In breaking this record for the deepest underwater model photoshoot, the photographer and his team pushed the limits of creativity and human capability.

The haunting images offer just a glimpse of the danger, hard work, and training that the photographer Steve Haining and his team endured for the sake of creating art at 163 feet deep.

“The deepest you could go in the ‘no decompression zone’ is 130 feet, for about 10 minutes and we went to 163 feet for 15 minutes of bottom time,” says Haining.

The Hamilton native has made history again by setting a new Guinness World Record for the deepest underwater model photoshoot conducted beyond the “no-compression” limit of scuba diving – something that takes immense training for all involved.

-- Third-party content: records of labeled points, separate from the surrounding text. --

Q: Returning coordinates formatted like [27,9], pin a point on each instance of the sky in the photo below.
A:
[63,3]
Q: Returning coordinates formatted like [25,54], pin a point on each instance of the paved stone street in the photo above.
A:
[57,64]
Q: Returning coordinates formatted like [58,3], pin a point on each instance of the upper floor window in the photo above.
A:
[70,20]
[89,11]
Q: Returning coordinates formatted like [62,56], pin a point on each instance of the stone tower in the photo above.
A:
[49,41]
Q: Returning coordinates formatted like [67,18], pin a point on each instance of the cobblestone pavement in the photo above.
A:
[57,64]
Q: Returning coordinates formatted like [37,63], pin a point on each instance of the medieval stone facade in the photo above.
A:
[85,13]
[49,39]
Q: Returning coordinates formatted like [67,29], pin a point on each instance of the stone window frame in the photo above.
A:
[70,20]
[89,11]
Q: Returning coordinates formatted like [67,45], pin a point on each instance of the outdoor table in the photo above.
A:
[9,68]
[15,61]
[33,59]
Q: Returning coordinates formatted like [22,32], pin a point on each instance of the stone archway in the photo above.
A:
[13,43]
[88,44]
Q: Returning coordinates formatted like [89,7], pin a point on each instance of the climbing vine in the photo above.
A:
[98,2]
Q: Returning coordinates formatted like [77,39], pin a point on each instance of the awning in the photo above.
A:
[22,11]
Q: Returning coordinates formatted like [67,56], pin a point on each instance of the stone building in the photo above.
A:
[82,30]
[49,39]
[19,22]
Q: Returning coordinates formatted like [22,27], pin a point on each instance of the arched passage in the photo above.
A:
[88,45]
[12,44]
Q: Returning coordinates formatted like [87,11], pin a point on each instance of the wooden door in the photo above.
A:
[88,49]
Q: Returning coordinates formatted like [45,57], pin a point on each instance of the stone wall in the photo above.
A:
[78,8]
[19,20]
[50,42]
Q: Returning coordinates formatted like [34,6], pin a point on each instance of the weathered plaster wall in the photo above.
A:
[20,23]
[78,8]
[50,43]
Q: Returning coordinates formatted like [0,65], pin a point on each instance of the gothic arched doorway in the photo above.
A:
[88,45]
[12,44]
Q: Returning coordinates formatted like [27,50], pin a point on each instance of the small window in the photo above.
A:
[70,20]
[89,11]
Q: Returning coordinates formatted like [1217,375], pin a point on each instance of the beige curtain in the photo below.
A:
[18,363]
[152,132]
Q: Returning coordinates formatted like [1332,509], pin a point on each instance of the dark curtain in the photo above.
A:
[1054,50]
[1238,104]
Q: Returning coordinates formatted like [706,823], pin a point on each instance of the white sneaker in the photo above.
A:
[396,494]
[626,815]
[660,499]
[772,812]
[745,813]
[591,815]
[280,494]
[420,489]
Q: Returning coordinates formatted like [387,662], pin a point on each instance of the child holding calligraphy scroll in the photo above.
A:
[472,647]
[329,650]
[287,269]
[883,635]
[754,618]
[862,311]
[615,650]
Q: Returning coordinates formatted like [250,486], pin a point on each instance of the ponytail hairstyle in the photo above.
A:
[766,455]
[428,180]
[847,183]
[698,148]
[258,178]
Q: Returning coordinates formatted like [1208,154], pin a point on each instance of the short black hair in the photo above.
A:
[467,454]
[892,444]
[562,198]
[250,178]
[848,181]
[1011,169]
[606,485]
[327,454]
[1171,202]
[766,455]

“For a professional diver 130 feet is your limit and there’s very few people in the world that can dive past that,” Haining explained. “Of all divers, maybe 5 per cent can go beyond that.”

Unlike his other record breaking underwater shoots, this one took place in the Atlantic Ocean, off the coast of Florida in December.

The woman in the photos is the model Ciara Antoski, who worked with Haining on the original shoot that broke the world record and wanted to undergo even more dive training to go deeper and do it again.

Her oxygen tank in the photos were not removed using any digital editing software – she actually took it off for the photos, with a nearby crew member giving her aid when she needed it.

“If it doesn’t feel right to any of us, we are just going to go home, we always need to make sure that 100 per cent: everyone is safe and 100 per cent: Ciara is safe, because at the end of the day she has a lot of trust in us,” the photographer said.

Haining says that pushing the limits is what the record breaking shoot was all about.

“When I started shooting underwater, you started eliminating all the stuff that made me good at my job – so all these challenges started stacking up and I fell in love with the idea of being uncomfortable in the thing I’m normally good at,” says Haining.